A rapidly growing private telecommunications company was unable to forecast its revenue precisely as a result of complex service delivery processes and dependencies on vendors. This lack of prediction control led to two major obstacles for the company:
- Investors were hesitant to provide funds to a rapidly growing business that was unable to predict its cash flow; and
- Large amounts of cash were kept on-hand to fund day-to-day operations because the amount of cash available as revenue could not be relied upon.

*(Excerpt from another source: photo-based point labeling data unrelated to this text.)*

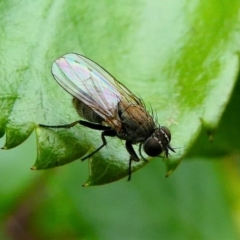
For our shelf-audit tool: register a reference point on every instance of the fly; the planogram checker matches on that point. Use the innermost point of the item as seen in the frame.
(110, 107)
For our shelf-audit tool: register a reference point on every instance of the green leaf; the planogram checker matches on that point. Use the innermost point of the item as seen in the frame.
(181, 58)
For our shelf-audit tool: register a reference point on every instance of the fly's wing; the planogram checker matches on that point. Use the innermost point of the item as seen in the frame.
(89, 83)
(92, 85)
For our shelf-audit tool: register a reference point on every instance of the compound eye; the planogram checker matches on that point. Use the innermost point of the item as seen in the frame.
(167, 132)
(152, 147)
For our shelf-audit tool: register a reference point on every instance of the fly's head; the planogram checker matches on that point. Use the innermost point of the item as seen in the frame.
(158, 142)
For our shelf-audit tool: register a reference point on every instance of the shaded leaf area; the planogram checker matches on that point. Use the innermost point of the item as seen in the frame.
(186, 71)
(193, 203)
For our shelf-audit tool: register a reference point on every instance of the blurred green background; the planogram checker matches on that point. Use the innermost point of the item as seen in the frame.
(200, 200)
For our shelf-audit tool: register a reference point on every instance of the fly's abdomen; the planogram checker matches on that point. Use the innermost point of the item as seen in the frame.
(86, 112)
(137, 123)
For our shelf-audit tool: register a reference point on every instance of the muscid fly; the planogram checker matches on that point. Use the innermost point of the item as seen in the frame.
(110, 107)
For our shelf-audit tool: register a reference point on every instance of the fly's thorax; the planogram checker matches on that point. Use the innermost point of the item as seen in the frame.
(137, 123)
(86, 112)
(158, 142)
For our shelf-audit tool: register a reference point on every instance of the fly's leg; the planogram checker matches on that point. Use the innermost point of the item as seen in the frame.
(108, 133)
(140, 153)
(81, 122)
(133, 156)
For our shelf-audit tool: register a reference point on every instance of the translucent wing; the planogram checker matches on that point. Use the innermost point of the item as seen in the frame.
(91, 84)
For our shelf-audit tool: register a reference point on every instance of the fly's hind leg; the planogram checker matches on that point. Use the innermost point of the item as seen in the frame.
(140, 153)
(107, 131)
(133, 157)
(81, 122)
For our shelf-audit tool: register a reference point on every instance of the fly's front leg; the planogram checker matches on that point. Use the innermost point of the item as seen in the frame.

David designed a high-level process flow, working from metrics and systems the company already had in place, to determine the lifecycle of an order. Collecting historical data about all orders, he constructed a mathematical model to describe the probability of an order moving to the next step in its lifecycle and the expected velocity for orders to move through each step.
Applying this new model to current orders yielded a basic prediction for the company’s revenue. The model was then enhanced with two key adaptive features:
- All probabilities were recalculated daily based on new events, and
- Older data was systematically discounted by gradually diminishing its weight in probability calculations.
With these two enhancements in place, the model was accurate to +/- 1% of revenue at a 45-day horizon.
The company was able to immediately improve its cash management procedures, reducing the amount of cash-on-hand needed because revenue from operations was extremely accurate. This refined control over revenue flow also led to immediate reductions in risk and improvement in return on long-term cash.
As the company moved into the IPO process, the ability to predict revenue more precisely than competitors demonstrated greater management control over the business, leading to more confidence by investors. In turn, such accurate prediction led to a stronger IPO and share value than those of competitors who were unable to demonstrate similar levels of financial forecasting.